搁在后世,他这一整套催婚、催生政策,早就惹来群起而攻了。
只是,他也没想到,这一道旨意传扬开来,民间嫁娶增多不提,倒是间接促使一个职业大兴,即媒婆。
给人说媒,乐此不疲。
……
六月初七日,江头蝉始鸣。
两仪殿中,瑞龙脑香袅袅升起。
高楷端坐御榻,正批阅奏书,忽见王寅虎匆匆走来,急切道:“陛下,宫外传来消息,窦尚书在府中晕厥,至今昏迷不醒。”

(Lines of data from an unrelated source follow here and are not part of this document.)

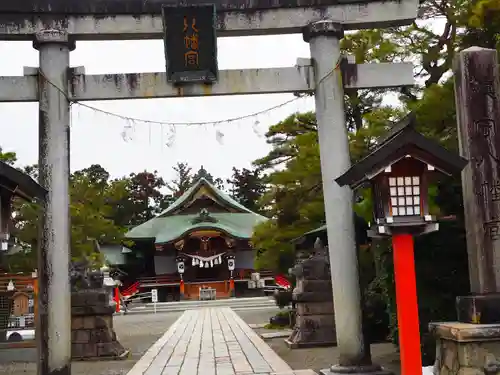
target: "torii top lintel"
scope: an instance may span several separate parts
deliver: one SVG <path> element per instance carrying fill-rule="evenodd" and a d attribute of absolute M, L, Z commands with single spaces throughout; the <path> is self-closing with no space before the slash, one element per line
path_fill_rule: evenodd
<path fill-rule="evenodd" d="M 314 8 L 342 4 L 366 4 L 376 0 L 17 0 L 0 1 L 1 13 L 119 15 L 161 14 L 162 6 L 206 5 L 218 11 L 256 11 L 279 8 Z"/>

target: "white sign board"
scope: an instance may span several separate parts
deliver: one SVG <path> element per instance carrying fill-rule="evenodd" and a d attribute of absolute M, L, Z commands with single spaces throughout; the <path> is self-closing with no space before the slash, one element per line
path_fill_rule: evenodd
<path fill-rule="evenodd" d="M 158 302 L 158 289 L 151 289 L 151 301 Z"/>

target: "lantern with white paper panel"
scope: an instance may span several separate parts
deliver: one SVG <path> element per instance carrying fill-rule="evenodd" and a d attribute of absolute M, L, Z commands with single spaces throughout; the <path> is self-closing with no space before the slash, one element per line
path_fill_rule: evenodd
<path fill-rule="evenodd" d="M 227 257 L 227 269 L 229 271 L 234 271 L 235 267 L 236 267 L 236 262 L 234 259 L 234 255 L 228 255 L 228 257 Z"/>
<path fill-rule="evenodd" d="M 371 237 L 423 234 L 438 229 L 429 212 L 429 184 L 438 174 L 460 173 L 467 161 L 415 130 L 409 115 L 364 159 L 336 179 L 352 189 L 371 186 Z"/>
<path fill-rule="evenodd" d="M 352 189 L 371 186 L 371 237 L 391 236 L 398 340 L 403 374 L 422 372 L 413 236 L 438 229 L 429 212 L 429 182 L 440 172 L 459 174 L 467 161 L 414 128 L 415 117 L 394 125 L 364 159 L 335 181 Z"/>
<path fill-rule="evenodd" d="M 182 276 L 182 274 L 185 271 L 185 264 L 184 264 L 184 259 L 183 258 L 177 258 L 177 272 Z"/>
<path fill-rule="evenodd" d="M 229 278 L 229 295 L 231 297 L 235 296 L 235 288 L 234 288 L 234 278 L 233 278 L 233 271 L 236 268 L 236 261 L 235 261 L 235 256 L 233 254 L 229 254 L 227 257 L 227 268 L 230 273 L 230 278 Z"/>

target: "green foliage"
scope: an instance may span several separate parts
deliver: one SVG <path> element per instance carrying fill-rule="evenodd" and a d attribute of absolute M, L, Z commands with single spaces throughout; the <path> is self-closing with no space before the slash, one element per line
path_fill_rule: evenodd
<path fill-rule="evenodd" d="M 418 85 L 398 90 L 398 106 L 382 101 L 389 90 L 359 90 L 346 94 L 346 126 L 351 159 L 364 157 L 401 118 L 413 111 L 417 128 L 426 136 L 457 151 L 457 127 L 453 79 L 456 54 L 471 45 L 499 49 L 500 2 L 497 0 L 426 1 L 419 19 L 412 25 L 386 30 L 363 30 L 347 34 L 341 47 L 357 63 L 412 61 Z M 439 18 L 439 24 L 430 22 Z M 500 51 L 500 49 L 499 49 Z M 314 114 L 294 114 L 271 126 L 266 134 L 272 147 L 255 165 L 268 172 L 267 191 L 261 204 L 271 218 L 256 228 L 253 242 L 259 249 L 259 265 L 280 269 L 283 254 L 293 252 L 290 240 L 323 224 L 322 182 Z M 431 213 L 456 215 L 455 223 L 441 224 L 441 231 L 417 241 L 417 277 L 423 357 L 432 362 L 434 351 L 427 336 L 430 320 L 454 318 L 454 297 L 467 292 L 465 283 L 453 283 L 457 274 L 466 274 L 464 228 L 460 178 L 441 178 L 430 187 Z M 368 189 L 356 192 L 355 210 L 372 220 Z M 451 245 L 453 243 L 453 245 Z M 448 245 L 446 245 L 448 244 Z M 371 258 L 371 259 L 370 259 Z M 443 263 L 446 265 L 443 266 Z M 387 308 L 392 336 L 397 319 L 392 250 L 386 241 L 374 241 L 368 253 L 360 253 L 365 306 L 379 303 Z M 436 288 L 437 284 L 443 287 Z M 375 302 L 374 302 L 375 301 Z M 369 319 L 380 320 L 374 316 Z M 383 319 L 382 319 L 383 320 Z"/>
<path fill-rule="evenodd" d="M 260 211 L 259 200 L 264 195 L 266 185 L 258 169 L 233 168 L 233 175 L 226 182 L 233 199 L 254 212 Z"/>
<path fill-rule="evenodd" d="M 34 169 L 34 168 L 33 168 Z M 99 173 L 96 173 L 98 171 Z M 95 252 L 95 241 L 120 243 L 126 229 L 113 220 L 116 202 L 129 193 L 125 181 L 108 181 L 100 166 L 75 172 L 70 178 L 71 257 L 87 257 L 96 264 L 102 259 Z M 38 233 L 42 207 L 16 201 L 13 234 L 21 251 L 9 257 L 11 271 L 31 271 L 37 266 Z"/>

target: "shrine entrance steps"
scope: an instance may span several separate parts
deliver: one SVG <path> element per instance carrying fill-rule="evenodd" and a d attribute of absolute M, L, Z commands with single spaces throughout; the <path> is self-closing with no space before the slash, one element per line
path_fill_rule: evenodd
<path fill-rule="evenodd" d="M 228 307 L 188 310 L 127 375 L 316 375 L 292 370 Z"/>

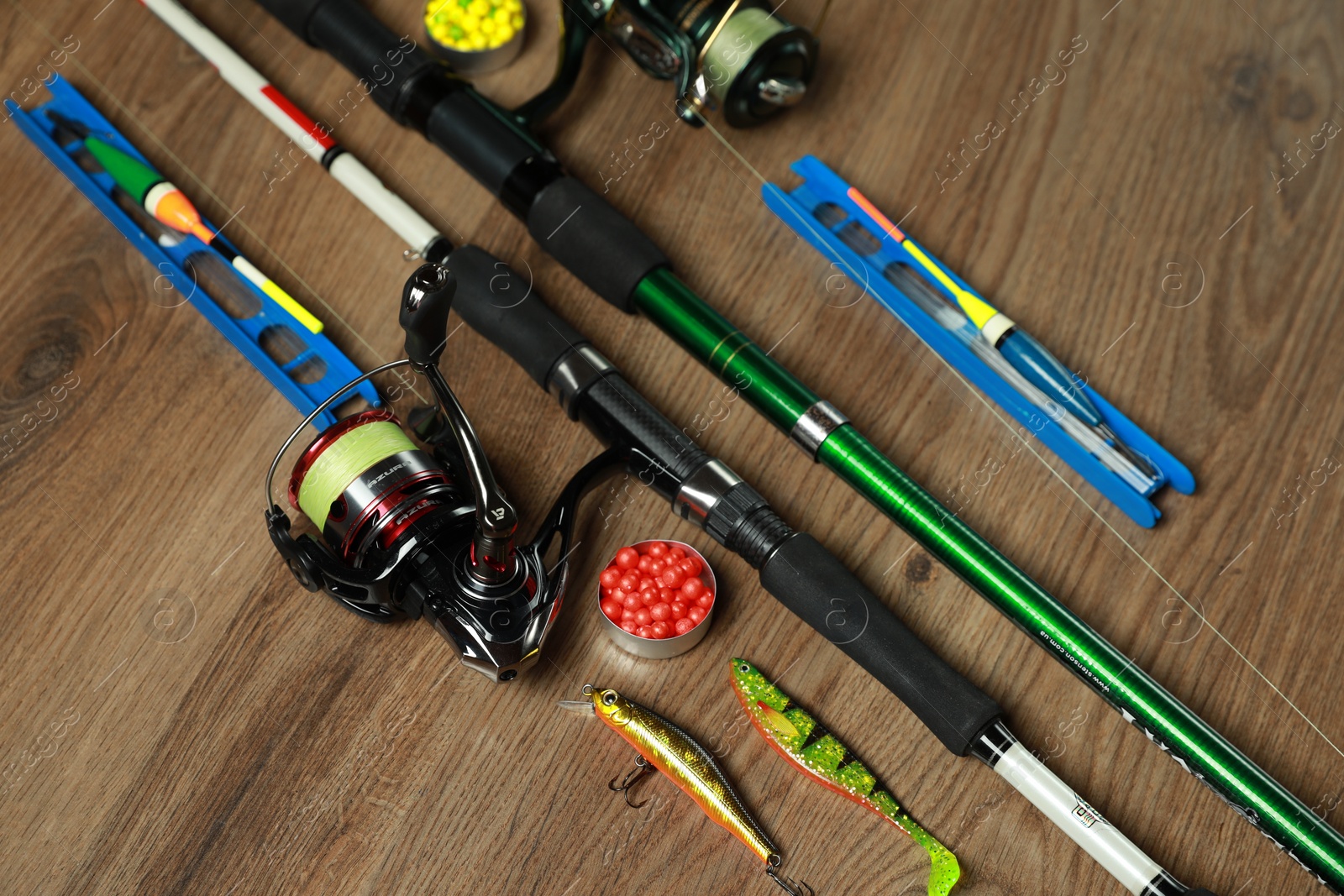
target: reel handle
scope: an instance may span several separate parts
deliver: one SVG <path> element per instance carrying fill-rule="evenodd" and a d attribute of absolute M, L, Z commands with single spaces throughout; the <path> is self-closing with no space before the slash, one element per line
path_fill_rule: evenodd
<path fill-rule="evenodd" d="M 457 278 L 448 267 L 421 265 L 402 289 L 398 322 L 406 330 L 406 357 L 415 367 L 438 364 L 448 344 L 448 313 L 453 308 Z"/>
<path fill-rule="evenodd" d="M 406 330 L 406 356 L 429 379 L 444 408 L 476 498 L 476 536 L 468 559 L 470 574 L 477 582 L 493 586 L 508 582 L 516 572 L 513 533 L 517 531 L 517 513 L 496 484 L 466 411 L 438 369 L 438 359 L 448 344 L 448 313 L 456 293 L 457 278 L 448 267 L 421 265 L 402 290 L 398 321 Z"/>

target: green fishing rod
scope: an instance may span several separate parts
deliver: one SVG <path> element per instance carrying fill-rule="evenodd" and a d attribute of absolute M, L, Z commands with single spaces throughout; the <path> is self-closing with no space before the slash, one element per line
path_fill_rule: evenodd
<path fill-rule="evenodd" d="M 621 310 L 642 312 L 739 388 L 804 451 L 890 516 L 1183 768 L 1320 883 L 1344 893 L 1339 832 L 950 514 L 829 402 L 696 296 L 638 227 L 564 173 L 527 118 L 481 97 L 358 0 L 261 0 L 261 5 L 363 78 L 379 106 L 476 177 L 593 292 Z M 837 641 L 844 637 L 836 631 Z"/>

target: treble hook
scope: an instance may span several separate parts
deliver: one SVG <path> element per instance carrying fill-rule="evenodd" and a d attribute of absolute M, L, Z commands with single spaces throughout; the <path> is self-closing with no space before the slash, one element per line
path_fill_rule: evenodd
<path fill-rule="evenodd" d="M 645 799 L 642 803 L 632 803 L 630 802 L 630 789 L 634 787 L 634 785 L 637 785 L 641 780 L 644 780 L 645 776 L 652 775 L 656 771 L 657 771 L 657 768 L 655 768 L 653 766 L 650 766 L 644 756 L 636 756 L 634 758 L 634 768 L 632 768 L 630 771 L 625 772 L 625 778 L 621 779 L 621 786 L 620 787 L 616 786 L 616 778 L 613 778 L 612 780 L 609 780 L 606 786 L 610 787 L 612 790 L 614 790 L 616 793 L 622 793 L 624 791 L 625 793 L 625 805 L 629 806 L 630 809 L 641 809 L 649 801 Z"/>
<path fill-rule="evenodd" d="M 780 884 L 780 889 L 789 893 L 789 896 L 817 896 L 817 891 L 812 889 L 806 881 L 796 881 L 792 877 L 784 877 L 778 872 L 780 857 L 770 856 L 765 864 L 765 873 L 774 883 Z"/>

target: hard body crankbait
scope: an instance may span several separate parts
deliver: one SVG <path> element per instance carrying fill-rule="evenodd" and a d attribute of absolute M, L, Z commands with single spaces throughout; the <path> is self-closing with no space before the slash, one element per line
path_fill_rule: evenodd
<path fill-rule="evenodd" d="M 621 735 L 640 758 L 637 768 L 625 776 L 621 786 L 616 786 L 612 779 L 612 790 L 626 791 L 652 771 L 661 771 L 672 783 L 680 787 L 694 799 L 704 814 L 722 825 L 734 837 L 746 844 L 765 861 L 765 872 L 785 892 L 793 896 L 812 893 L 806 884 L 794 884 L 778 873 L 780 853 L 770 841 L 770 836 L 761 829 L 757 819 L 751 817 L 742 798 L 728 783 L 727 775 L 719 768 L 710 752 L 698 744 L 691 735 L 668 721 L 648 707 L 642 707 L 633 700 L 622 697 L 609 688 L 594 688 L 583 685 L 583 695 L 589 700 L 562 700 L 566 709 L 578 712 L 593 712 L 606 724 L 607 728 Z M 633 805 L 633 803 L 632 803 Z"/>
<path fill-rule="evenodd" d="M 753 727 L 774 750 L 809 778 L 878 813 L 925 848 L 929 896 L 946 896 L 961 877 L 957 857 L 921 827 L 849 748 L 800 708 L 746 660 L 731 660 L 732 689 Z"/>

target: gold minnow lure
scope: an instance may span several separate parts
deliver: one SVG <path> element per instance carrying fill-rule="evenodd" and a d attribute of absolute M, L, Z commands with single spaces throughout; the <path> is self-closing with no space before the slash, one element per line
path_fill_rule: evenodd
<path fill-rule="evenodd" d="M 625 791 L 626 803 L 644 805 L 630 803 L 630 789 L 645 775 L 661 771 L 672 779 L 672 783 L 685 791 L 685 795 L 694 799 L 706 815 L 726 827 L 730 834 L 746 844 L 747 849 L 759 856 L 765 861 L 765 873 L 786 893 L 790 896 L 813 893 L 813 889 L 806 884 L 796 884 L 778 873 L 780 852 L 774 848 L 769 834 L 761 829 L 757 819 L 742 805 L 742 798 L 728 783 L 719 763 L 714 762 L 714 756 L 691 735 L 648 707 L 622 697 L 609 688 L 583 685 L 583 695 L 589 700 L 562 700 L 560 705 L 577 712 L 591 712 L 607 728 L 625 737 L 638 752 L 634 771 L 625 776 L 621 786 L 616 785 L 614 778 L 607 785 L 612 790 Z"/>
<path fill-rule="evenodd" d="M 761 674 L 759 669 L 746 660 L 734 658 L 728 662 L 732 664 L 732 689 L 747 711 L 751 725 L 765 736 L 766 743 L 806 776 L 867 806 L 910 834 L 925 848 L 933 862 L 929 869 L 929 896 L 948 896 L 961 879 L 957 857 L 900 807 L 886 785 L 855 759 L 848 747 Z"/>

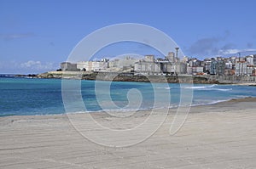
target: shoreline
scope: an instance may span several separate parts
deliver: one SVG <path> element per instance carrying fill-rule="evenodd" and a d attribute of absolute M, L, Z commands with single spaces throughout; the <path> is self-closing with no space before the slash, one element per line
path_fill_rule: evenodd
<path fill-rule="evenodd" d="M 175 118 L 172 109 L 149 138 L 119 148 L 114 145 L 132 141 L 144 131 L 122 138 L 114 132 L 109 138 L 110 133 L 89 125 L 91 119 L 85 114 L 2 117 L 0 168 L 255 168 L 255 102 L 256 98 L 247 98 L 191 107 L 181 128 L 170 134 L 173 121 L 183 117 L 181 113 Z M 163 110 L 151 115 L 154 122 Z M 122 119 L 90 115 L 99 124 L 120 130 L 141 124 L 149 114 L 140 111 Z M 70 120 L 86 127 L 78 130 Z M 83 131 L 111 140 L 113 146 L 101 145 Z"/>
<path fill-rule="evenodd" d="M 241 99 L 230 99 L 228 100 L 224 100 L 224 101 L 216 101 L 214 103 L 209 103 L 209 104 L 195 104 L 195 105 L 191 105 L 189 106 L 189 110 L 198 110 L 200 108 L 218 108 L 219 106 L 221 106 L 222 108 L 224 107 L 224 105 L 227 105 L 227 107 L 229 107 L 229 105 L 234 105 L 236 104 L 239 104 L 239 103 L 247 103 L 247 102 L 255 102 L 256 103 L 256 97 L 246 97 L 246 98 L 241 98 Z M 148 111 L 152 111 L 152 110 L 155 110 L 155 111 L 163 111 L 165 110 L 177 110 L 179 106 L 174 106 L 174 107 L 170 107 L 170 108 L 148 108 L 148 109 L 145 109 L 145 110 L 122 110 L 121 111 L 119 110 L 110 110 L 110 112 L 118 112 L 120 111 L 121 113 L 129 113 L 129 112 L 148 112 Z M 180 106 L 180 107 L 185 107 L 188 108 L 188 106 Z M 256 107 L 256 106 L 255 106 Z M 218 109 L 217 109 L 218 110 Z M 193 113 L 195 113 L 193 111 Z M 0 120 L 1 118 L 19 118 L 19 117 L 57 117 L 57 116 L 67 116 L 67 115 L 83 115 L 83 114 L 94 114 L 94 115 L 101 115 L 101 114 L 105 114 L 104 110 L 98 110 L 98 111 L 87 111 L 87 112 L 71 112 L 71 113 L 62 113 L 62 114 L 49 114 L 49 115 L 3 115 L 3 116 L 0 116 Z M 1 121 L 0 121 L 1 122 Z"/>

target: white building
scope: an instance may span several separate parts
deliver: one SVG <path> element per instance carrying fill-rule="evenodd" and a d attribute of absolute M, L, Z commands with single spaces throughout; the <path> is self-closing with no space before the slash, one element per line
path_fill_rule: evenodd
<path fill-rule="evenodd" d="M 77 68 L 86 71 L 102 71 L 108 67 L 106 61 L 81 61 L 77 63 Z"/>

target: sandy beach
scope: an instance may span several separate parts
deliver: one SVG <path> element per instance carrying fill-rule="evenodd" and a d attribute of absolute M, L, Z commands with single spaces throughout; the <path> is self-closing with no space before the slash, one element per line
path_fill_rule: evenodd
<path fill-rule="evenodd" d="M 169 131 L 176 110 L 171 110 L 153 135 L 127 147 L 87 139 L 66 115 L 1 117 L 0 168 L 256 168 L 255 102 L 248 98 L 192 107 L 173 135 Z M 162 111 L 152 115 L 160 119 Z M 93 117 L 113 129 L 124 129 L 148 115 L 142 111 L 122 121 L 102 113 Z M 83 117 L 72 115 L 81 124 L 89 123 Z M 86 127 L 82 130 L 95 130 L 108 139 L 93 126 Z M 139 134 L 123 138 L 129 141 Z M 112 138 L 113 145 L 119 141 Z"/>

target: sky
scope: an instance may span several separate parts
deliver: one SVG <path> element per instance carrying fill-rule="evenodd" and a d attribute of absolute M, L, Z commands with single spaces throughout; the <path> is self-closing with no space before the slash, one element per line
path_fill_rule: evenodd
<path fill-rule="evenodd" d="M 84 37 L 122 23 L 165 32 L 189 57 L 256 54 L 255 6 L 254 0 L 0 0 L 0 74 L 56 70 Z M 142 44 L 109 48 L 105 57 L 154 53 Z"/>

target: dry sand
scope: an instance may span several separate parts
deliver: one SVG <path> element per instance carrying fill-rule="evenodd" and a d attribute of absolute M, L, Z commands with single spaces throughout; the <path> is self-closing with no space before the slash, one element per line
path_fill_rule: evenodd
<path fill-rule="evenodd" d="M 175 112 L 171 110 L 149 138 L 121 148 L 86 139 L 67 115 L 1 117 L 0 168 L 256 168 L 255 103 L 255 99 L 247 99 L 193 107 L 174 135 L 169 134 Z M 83 115 L 73 117 L 90 121 L 82 121 Z M 148 115 L 143 111 L 121 121 L 100 113 L 93 116 L 98 122 L 122 129 Z M 90 126 L 84 129 L 102 133 Z M 98 137 L 108 139 L 104 133 Z M 113 145 L 119 143 L 113 140 Z"/>

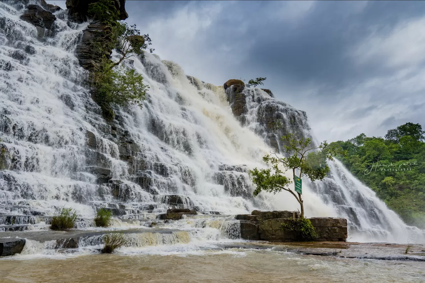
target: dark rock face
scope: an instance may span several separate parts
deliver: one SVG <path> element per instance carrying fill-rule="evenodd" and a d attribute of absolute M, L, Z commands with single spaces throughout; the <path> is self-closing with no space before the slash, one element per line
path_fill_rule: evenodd
<path fill-rule="evenodd" d="M 68 9 L 69 19 L 76 23 L 82 23 L 87 20 L 88 14 L 88 4 L 98 2 L 97 0 L 66 0 L 65 5 Z M 128 14 L 125 11 L 125 0 L 113 0 L 111 1 L 119 12 L 119 19 L 125 20 Z"/>
<path fill-rule="evenodd" d="M 251 125 L 254 132 L 269 145 L 281 151 L 285 142 L 280 137 L 291 133 L 296 139 L 311 138 L 307 115 L 303 111 L 274 99 L 269 90 L 245 89 L 237 81 L 224 84 L 226 94 L 232 112 L 243 126 Z"/>
<path fill-rule="evenodd" d="M 35 25 L 39 38 L 50 35 L 56 17 L 50 11 L 46 11 L 38 5 L 30 4 L 28 5 L 28 11 L 21 16 L 21 20 Z"/>
<path fill-rule="evenodd" d="M 240 86 L 237 87 L 238 90 L 241 91 L 243 91 L 244 89 L 245 88 L 245 83 L 240 79 L 229 79 L 228 81 L 224 83 L 223 85 L 224 87 L 224 90 L 225 91 L 228 88 L 230 87 L 232 85 L 239 85 Z"/>
<path fill-rule="evenodd" d="M 314 227 L 346 227 L 347 219 L 333 217 L 312 217 L 309 218 Z"/>
<path fill-rule="evenodd" d="M 257 215 L 251 214 L 238 214 L 235 217 L 235 218 L 237 220 L 257 221 Z"/>
<path fill-rule="evenodd" d="M 296 241 L 296 233 L 282 229 L 282 224 L 289 219 L 298 218 L 298 212 L 254 210 L 251 215 L 240 214 L 235 218 L 240 220 L 241 237 L 246 240 L 292 241 Z M 317 237 L 315 241 L 345 242 L 348 238 L 347 219 L 332 217 L 309 218 L 314 227 Z"/>
<path fill-rule="evenodd" d="M 57 5 L 48 4 L 45 0 L 41 0 L 41 1 L 40 1 L 40 4 L 45 10 L 50 11 L 52 13 L 54 13 L 55 12 L 57 12 L 57 11 L 60 11 L 62 9 L 62 8 Z"/>
<path fill-rule="evenodd" d="M 256 215 L 258 221 L 264 221 L 269 219 L 281 218 L 299 218 L 300 212 L 298 211 L 287 210 L 274 210 L 273 211 L 260 211 L 254 210 L 251 212 L 252 215 Z"/>
<path fill-rule="evenodd" d="M 268 241 L 295 241 L 296 239 L 295 233 L 282 229 L 282 224 L 289 222 L 288 219 L 282 218 L 261 221 L 258 224 L 260 238 Z"/>
<path fill-rule="evenodd" d="M 309 218 L 317 234 L 316 241 L 345 241 L 348 238 L 347 219 L 332 217 Z"/>
<path fill-rule="evenodd" d="M 76 55 L 80 65 L 89 71 L 89 82 L 91 81 L 93 73 L 99 67 L 99 61 L 103 55 L 110 56 L 112 51 L 106 54 L 96 52 L 93 45 L 104 38 L 110 31 L 110 28 L 99 21 L 92 22 L 83 31 L 81 43 L 75 49 Z M 107 39 L 105 39 L 107 40 Z"/>
<path fill-rule="evenodd" d="M 190 209 L 170 209 L 167 211 L 167 213 L 160 215 L 159 219 L 162 220 L 180 220 L 184 215 L 196 214 L 196 211 Z"/>
<path fill-rule="evenodd" d="M 258 223 L 254 221 L 241 220 L 241 238 L 244 240 L 260 240 Z"/>
<path fill-rule="evenodd" d="M 25 245 L 25 239 L 0 238 L 0 256 L 20 254 Z"/>

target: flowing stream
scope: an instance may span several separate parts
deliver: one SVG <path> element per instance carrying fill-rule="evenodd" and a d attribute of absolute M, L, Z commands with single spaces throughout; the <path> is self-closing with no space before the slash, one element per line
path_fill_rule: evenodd
<path fill-rule="evenodd" d="M 257 118 L 264 114 L 262 102 L 277 105 L 284 117 L 288 110 L 301 116 L 302 111 L 259 89 L 248 89 L 242 125 L 222 87 L 187 76 L 175 63 L 147 54 L 124 63 L 150 87 L 143 108 L 116 108 L 116 120 L 107 122 L 84 85 L 88 72 L 75 55 L 88 23 L 70 23 L 66 11 L 56 12 L 53 35 L 40 40 L 35 27 L 20 19 L 24 11 L 17 2 L 0 2 L 0 231 L 47 231 L 55 209 L 65 206 L 76 210 L 79 230 L 101 232 L 93 219 L 97 208 L 106 207 L 114 215 L 112 229 L 146 229 L 131 234 L 125 253 L 153 246 L 153 254 L 168 254 L 168 248 L 161 247 L 169 246 L 196 253 L 240 237 L 232 215 L 298 209 L 284 192 L 252 198 L 247 170 L 264 167 L 261 158 L 270 150 Z M 118 56 L 113 54 L 116 60 Z M 292 128 L 311 135 L 306 116 Z M 331 168 L 323 182 L 303 184 L 307 216 L 347 218 L 351 241 L 425 243 L 424 231 L 404 224 L 340 162 Z M 157 219 L 170 207 L 196 209 L 198 215 L 171 224 Z M 150 232 L 155 225 L 170 230 Z M 19 256 L 65 256 L 53 250 L 54 241 L 30 238 Z M 91 254 L 100 238 L 80 238 L 80 248 L 69 252 Z M 253 260 L 253 254 L 241 256 Z M 267 260 L 278 256 L 261 254 Z M 214 254 L 205 260 L 229 256 Z M 191 258 L 170 260 L 186 264 Z M 108 260 L 105 266 L 128 260 Z M 41 267 L 47 262 L 34 264 L 51 268 Z M 279 276 L 286 278 L 282 272 Z"/>

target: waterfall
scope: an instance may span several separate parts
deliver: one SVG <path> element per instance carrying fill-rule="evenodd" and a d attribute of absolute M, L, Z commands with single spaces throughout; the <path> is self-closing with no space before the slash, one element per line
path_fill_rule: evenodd
<path fill-rule="evenodd" d="M 227 215 L 297 209 L 284 192 L 253 198 L 247 172 L 264 167 L 261 158 L 270 150 L 271 136 L 258 122 L 264 111 L 274 108 L 291 125 L 287 128 L 311 136 L 304 112 L 249 89 L 241 123 L 222 87 L 147 54 L 125 62 L 150 86 L 143 108 L 116 107 L 115 120 L 106 122 L 74 54 L 88 23 L 68 23 L 65 11 L 56 12 L 54 32 L 40 40 L 36 28 L 20 19 L 24 9 L 11 3 L 0 2 L 4 223 L 10 215 L 51 216 L 63 206 L 88 219 L 100 207 L 124 220 L 154 219 L 169 208 Z M 112 54 L 116 61 L 118 56 Z M 403 223 L 340 163 L 331 167 L 323 182 L 303 188 L 307 216 L 347 218 L 352 241 L 425 242 L 422 231 Z M 237 238 L 231 221 L 212 223 L 205 225 Z"/>

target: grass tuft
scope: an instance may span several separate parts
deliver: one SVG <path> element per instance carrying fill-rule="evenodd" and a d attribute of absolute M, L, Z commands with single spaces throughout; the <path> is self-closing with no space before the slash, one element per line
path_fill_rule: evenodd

“什么?”高楷豁然起身,“传医者诊治没有,怎么回事?”
王寅虎忙道:“医者说,窦尚书似是风眩之症复发了……”
“快,让梁文仲去给窦公诊治。”高楷一迭声道,“出宫,去窦府。”
“是!”王寅虎连忙小跑跟上,心中祝祷,窦尚书可不能有个三长两短,否则,陛下又得伤怀许久。
不多时,通化坊,窦府。
高楷一阵风似得迈入大门,转过照壁,来到后堂。
窦顺领着一众子弟,连忙行礼:“拜见陛下!”
“起来!”高楷一挥手,追问道,“你父亲情况如何?”
“梁御医正给家父施针。”窦顺哀声道,“一时半会,怕是醒不过来。”
高楷攥了攥手掌,神色凝重。
王寅虎宽慰道:“吉人自有天相,窦尚书一定会转危为安。”
时间一点一滴流逝,房门依旧紧闭,让人越发不安。
所幸,半个时辰后,房门终于打开,梁文仲走了出来,拱手道:“陛下,窦尚书醒了。”
高楷面色一喜:“窦公之疾,可好了?”
梁文仲叹息一声,惭愧道:“微臣无能,只能治标不能治本。”
“窦尚书只是一时好转,但若再次发作,怕是……”
高楷眉心紧皱:“窦公他……还有多少时日?”
“至多半年。”梁文仲面露不忍。
“父亲!”窦顺泪如雨下。
高楷闭了闭眼:“你去开方煎药,务必用最好的药材,尽全力医治。”
“是!”梁文仲忙道,“微臣必定尽心竭力。”
片刻后,高楷踏入房门,见窦仪挣扎着起身行礼,连忙快走几步,握住他的手,扶他躺下。
“你身体不适,无需多礼,快躺着。”
“陛下,礼不可废。”窦仪摇头,“微臣身为礼部尚书,怎能无礼?”
“这是朕的旨意。”高楷强硬道,“快躺着,不许抗旨。”
窦仪张了张嘴,于心不安:“陛下勤政,还得批阅奏书,怎能为老臣荒废政事……”
高楷摇头:“奏书可以晚些批阅,窦公,你我君臣相伴数载,可不能离我而去。”
窦仪喘了口气:“老臣无才无德,蒙陛下不弃,屡次拔擢,这才忝居高位。”
“更赠予国公之爵,实在诚惶诚恐。惟愿死而后已,以报知遇之恩。”
高楷不赞同道:“国家草创,百废待兴,若非你不辞辛劳,梳理各项事务,夙兴夜寐、勤勤恳恳,哪有大秦今日?”
“礼部尚书之职、国公之位,你实至名归,不必惶恐。”
窦仪满脸感动,想当年,在陇右道渭州时,他还是李昼麾下臣子。
一朝沦为俘虏,本以为此生寥落,再无青史留名之机。没想到,得陛下重用,一路高升,数年信任如一日,从不曾猜疑。
此生得遇明君,一展抱负,实乃大幸!
只可惜,他心如明镜,自己这病来得凶猛,说不定何时,一头栽倒在地,便再也醒不过来了。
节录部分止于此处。